今日のアリシアは淡い水色のドレスを身に纏っていた。アリシアが動くたびに裾のチュールがふわふわと舞う。本当は動きやすいドレスを着たかったが、張り切ったメイド達にこれもあれもと着せ替え人形のようにされ、その中でも動きやすいものを選んだらこのドレスになった。さらにいつも以上にコルセットを絞められてしまった。胸元がキツく息苦しい。今すぐにでも脱いでしまいたい。さっさと陛下たちに挨拶をして帰ろう。そう心に決めた。
「アリシア?気持ちが表情にですぎだよ?そんな顔していたら母上に縛り付けられてでも最後までここにいることになるよ?」
「・・・。あら?なんのことですの?」
ニコリと笑いエドガーの顔を見上げる。とぼける気満々である。そんなアリシアにエドガーもニコリと笑い
「せっかく綺麗なんだから、楽しもうよ。」
エドガーもニコリと笑った。その笑みを見た一部の令嬢達から黄色い歓声が上がる。エドガーはまさに童話の王子様のような外見をしている。茶色の髪の毛は動くたびにサラサラと動き、触ったら柔らかそうで、エメラルドグリーンに輝く瞳には彼の性格である優しさが滲み出している。「お兄様とダンスをしたい御令嬢がたくさんいらっしゃるようですわよ?」
その言葉にエドガーは周りを見渡し、再度アリシアを見た。
「今日はアリシアをエスコートすることが僕の仕事だからね。他の令嬢方はまたの機会にお願いしようかな。」
「私を風除けにしないでください。」
(めんどくさいからって一緒にいる気ね。勘弁して欲しいわ)
ジトリをエドガーを見上げる。この男は外見こそ王子様のようであるが、内心はかなりの腹黒である。めんどくさいことはいつもアリシアにさりげなく押し付ける。

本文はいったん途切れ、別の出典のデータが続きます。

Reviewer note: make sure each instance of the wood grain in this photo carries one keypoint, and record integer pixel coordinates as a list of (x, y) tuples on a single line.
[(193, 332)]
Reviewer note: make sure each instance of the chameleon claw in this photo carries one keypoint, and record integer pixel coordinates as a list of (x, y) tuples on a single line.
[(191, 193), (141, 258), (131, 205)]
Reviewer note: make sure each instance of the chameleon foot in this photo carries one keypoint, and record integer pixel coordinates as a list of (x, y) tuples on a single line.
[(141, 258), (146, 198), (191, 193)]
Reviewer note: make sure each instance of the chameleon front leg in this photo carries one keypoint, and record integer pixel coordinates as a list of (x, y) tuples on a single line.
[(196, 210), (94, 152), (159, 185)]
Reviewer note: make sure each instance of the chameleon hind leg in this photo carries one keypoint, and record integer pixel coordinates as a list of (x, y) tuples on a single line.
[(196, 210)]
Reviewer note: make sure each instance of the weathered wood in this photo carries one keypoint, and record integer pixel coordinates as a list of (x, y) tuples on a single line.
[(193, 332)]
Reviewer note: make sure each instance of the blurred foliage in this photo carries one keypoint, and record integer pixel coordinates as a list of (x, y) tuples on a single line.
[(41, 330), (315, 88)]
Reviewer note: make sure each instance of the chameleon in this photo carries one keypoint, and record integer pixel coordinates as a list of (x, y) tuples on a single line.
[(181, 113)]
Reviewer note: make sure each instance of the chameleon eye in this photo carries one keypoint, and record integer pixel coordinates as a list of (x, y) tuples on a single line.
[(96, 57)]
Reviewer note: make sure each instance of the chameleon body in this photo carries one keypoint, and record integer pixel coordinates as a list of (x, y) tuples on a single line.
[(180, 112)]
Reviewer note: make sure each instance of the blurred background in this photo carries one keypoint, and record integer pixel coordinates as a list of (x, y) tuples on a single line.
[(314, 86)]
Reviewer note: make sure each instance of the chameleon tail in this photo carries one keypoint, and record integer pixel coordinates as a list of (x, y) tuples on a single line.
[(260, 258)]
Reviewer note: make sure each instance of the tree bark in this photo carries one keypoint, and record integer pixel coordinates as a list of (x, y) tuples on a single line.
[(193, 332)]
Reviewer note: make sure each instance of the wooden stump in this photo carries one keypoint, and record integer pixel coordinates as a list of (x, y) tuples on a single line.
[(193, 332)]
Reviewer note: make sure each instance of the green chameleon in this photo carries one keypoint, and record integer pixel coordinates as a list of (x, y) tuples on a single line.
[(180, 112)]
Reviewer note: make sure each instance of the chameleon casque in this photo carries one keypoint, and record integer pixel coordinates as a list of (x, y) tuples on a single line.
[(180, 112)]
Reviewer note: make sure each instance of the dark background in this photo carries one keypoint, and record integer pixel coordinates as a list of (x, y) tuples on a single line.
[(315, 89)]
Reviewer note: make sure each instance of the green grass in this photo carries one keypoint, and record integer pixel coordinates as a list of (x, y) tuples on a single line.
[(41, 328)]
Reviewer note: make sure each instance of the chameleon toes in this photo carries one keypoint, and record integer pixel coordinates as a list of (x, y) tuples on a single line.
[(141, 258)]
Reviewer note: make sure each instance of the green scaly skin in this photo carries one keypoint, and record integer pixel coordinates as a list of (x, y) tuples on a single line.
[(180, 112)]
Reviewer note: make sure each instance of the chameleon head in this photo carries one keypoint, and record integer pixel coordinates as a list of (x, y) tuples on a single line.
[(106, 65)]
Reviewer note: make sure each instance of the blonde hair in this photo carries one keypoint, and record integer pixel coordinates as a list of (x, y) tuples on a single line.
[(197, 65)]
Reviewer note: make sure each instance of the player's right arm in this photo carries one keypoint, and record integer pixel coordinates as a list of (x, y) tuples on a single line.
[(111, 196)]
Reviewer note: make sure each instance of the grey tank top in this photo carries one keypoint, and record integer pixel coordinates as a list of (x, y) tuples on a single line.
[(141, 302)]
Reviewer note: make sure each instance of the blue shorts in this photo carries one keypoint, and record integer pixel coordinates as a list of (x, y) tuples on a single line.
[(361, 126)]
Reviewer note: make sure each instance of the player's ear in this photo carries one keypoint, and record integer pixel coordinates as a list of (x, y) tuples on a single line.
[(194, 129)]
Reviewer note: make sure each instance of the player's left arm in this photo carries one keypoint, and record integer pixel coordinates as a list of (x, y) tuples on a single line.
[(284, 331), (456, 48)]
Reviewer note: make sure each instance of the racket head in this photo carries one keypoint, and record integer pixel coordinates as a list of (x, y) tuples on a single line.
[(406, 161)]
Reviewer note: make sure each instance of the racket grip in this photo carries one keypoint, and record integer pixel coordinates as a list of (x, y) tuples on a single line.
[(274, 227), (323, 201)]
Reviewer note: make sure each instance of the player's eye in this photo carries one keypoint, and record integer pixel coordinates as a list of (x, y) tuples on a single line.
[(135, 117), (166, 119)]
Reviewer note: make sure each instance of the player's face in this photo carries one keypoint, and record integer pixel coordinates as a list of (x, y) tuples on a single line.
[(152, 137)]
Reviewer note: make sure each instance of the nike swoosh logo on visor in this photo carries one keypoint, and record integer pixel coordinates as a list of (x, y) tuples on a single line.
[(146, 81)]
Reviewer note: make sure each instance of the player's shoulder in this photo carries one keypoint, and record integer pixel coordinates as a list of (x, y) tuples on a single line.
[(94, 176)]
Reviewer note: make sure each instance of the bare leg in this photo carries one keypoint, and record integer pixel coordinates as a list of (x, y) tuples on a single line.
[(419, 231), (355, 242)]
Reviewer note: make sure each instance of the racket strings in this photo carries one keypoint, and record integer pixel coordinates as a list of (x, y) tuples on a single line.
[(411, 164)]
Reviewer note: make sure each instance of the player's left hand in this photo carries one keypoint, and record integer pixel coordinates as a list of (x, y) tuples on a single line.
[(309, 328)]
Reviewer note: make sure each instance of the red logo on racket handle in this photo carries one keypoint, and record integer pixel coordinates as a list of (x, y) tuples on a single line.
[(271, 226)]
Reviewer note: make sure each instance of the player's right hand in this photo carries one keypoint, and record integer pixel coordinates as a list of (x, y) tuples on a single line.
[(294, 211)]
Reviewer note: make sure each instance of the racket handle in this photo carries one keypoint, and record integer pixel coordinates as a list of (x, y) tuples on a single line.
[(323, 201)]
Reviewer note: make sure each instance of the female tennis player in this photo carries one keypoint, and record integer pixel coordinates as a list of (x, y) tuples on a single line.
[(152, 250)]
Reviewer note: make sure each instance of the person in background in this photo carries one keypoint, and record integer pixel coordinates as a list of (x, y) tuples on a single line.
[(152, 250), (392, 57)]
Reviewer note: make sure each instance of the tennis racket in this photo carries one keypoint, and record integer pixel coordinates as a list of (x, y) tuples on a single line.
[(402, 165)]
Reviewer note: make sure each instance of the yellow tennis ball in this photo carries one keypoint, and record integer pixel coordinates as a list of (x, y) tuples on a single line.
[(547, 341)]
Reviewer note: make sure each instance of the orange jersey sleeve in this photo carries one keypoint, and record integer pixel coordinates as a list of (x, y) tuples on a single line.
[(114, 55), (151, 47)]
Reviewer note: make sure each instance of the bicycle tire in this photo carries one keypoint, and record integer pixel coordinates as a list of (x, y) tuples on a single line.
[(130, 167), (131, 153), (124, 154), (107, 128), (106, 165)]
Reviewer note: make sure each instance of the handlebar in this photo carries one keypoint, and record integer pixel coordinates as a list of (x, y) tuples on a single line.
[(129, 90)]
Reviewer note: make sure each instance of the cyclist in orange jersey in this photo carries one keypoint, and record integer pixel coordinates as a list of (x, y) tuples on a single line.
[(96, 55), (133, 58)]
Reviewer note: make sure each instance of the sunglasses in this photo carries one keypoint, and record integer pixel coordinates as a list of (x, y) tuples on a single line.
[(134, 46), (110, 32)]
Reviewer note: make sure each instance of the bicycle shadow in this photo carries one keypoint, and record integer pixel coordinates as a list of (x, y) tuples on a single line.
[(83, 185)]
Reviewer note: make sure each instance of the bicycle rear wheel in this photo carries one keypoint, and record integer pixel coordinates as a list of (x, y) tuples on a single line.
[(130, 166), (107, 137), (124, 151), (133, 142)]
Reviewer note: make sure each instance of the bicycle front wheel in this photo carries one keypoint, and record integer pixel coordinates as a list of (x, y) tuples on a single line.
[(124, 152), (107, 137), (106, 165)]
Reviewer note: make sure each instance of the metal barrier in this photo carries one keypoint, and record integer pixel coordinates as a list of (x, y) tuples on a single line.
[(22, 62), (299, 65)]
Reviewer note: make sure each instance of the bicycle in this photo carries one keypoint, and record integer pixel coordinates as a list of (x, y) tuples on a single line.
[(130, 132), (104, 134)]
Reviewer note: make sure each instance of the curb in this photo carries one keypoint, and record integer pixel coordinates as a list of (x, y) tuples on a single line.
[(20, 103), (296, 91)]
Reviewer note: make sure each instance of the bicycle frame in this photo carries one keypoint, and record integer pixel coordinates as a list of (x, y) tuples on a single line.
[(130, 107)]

「それもあるけど、母上からアリシアから目を離さないように言われているんだ。僕も母上には敵わないからね。」
と、わざとらしく肩をすぼめてみせた。
(お母様を出してくるなんで卑怯すぎる!そう言われたら何も言えないじゃない!)
「それなら、最後までしっかりエスコートしてくださいませ。」
「もちろんだよ。」
お互いニコリと笑い、最初の一曲目のダンスをすることにした。